EAP – Employee Assistance Programs are common, especially with large companies. Review what your company offers, how you can take advantage of it, and what assistance it offers. Some offer simple access to counselors and 12-Step programs. Others offer funding, provide different work schedules to meet your needs, and intensive reintegration programs once you come back to work.
Policies – Your contract might offer special stipulations to how and when you can take time off. It’s important to review these. Look at how many paid sick days you get, how many unpaid sick days you can request, and how to start a request for this. You should also be able to check if you have to verify a diagnosis or need for medical treatment with a company doctor to proceed, which gives you the information you need to do so without delaying your treatment.
Opening a Discussion
Most employers are invested in having dedicated, healthy, and engaged workers. A mental health problem can severely inhibit your ability to be productive in any environment. Outlining your need for mental health rehab as an aspect of being able to work and contribute to your company in a positive way can be an important part of getting your employer or HR onboard. However, as they are required by law to grant you leave, doing so is a formality intended to preserve your long-term relationship with the company.

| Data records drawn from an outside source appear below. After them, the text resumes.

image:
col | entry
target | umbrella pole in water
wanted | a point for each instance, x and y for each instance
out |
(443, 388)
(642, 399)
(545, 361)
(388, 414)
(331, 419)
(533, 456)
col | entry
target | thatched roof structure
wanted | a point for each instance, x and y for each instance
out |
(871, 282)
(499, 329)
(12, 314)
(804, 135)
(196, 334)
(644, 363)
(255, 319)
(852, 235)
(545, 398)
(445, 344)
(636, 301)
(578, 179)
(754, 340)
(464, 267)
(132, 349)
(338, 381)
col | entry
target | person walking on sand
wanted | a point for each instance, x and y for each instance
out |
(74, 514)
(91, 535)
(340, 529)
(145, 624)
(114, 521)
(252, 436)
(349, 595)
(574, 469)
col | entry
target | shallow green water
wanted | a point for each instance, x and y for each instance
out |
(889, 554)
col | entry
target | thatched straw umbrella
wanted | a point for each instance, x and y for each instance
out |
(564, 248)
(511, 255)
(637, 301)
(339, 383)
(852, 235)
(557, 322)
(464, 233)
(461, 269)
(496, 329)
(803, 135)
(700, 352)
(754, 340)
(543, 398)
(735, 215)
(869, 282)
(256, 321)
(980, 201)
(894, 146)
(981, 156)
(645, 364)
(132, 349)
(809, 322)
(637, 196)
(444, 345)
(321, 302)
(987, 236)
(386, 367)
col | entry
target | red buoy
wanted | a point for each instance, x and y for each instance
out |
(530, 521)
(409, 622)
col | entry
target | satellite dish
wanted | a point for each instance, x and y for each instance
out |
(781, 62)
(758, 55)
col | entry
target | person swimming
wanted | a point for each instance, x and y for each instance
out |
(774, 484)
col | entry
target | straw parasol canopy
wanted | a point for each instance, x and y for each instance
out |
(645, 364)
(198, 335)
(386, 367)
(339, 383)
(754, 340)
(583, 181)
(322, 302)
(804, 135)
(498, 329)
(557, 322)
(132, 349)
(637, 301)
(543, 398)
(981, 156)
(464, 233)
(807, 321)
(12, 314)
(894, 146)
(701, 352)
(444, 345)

If your work performance has been suffering, opening this sort of discussion, being honest about your disorder, and openly showing that you are getting help may also improve your relationship with your employer.
Eventually, most employers prefer that their employees be happy, healthy, and able to contribute. Seeking out mental health care is the fastest way to get you there. More and more organizations are incorporating mental health as a part of routine treatment, with big companies like Google even hosting in-house counselors and mental health days. Your company may not be so liberal. However, they are very likely to collaborate and assist you as you move towards recovery. Good luck with your recovery.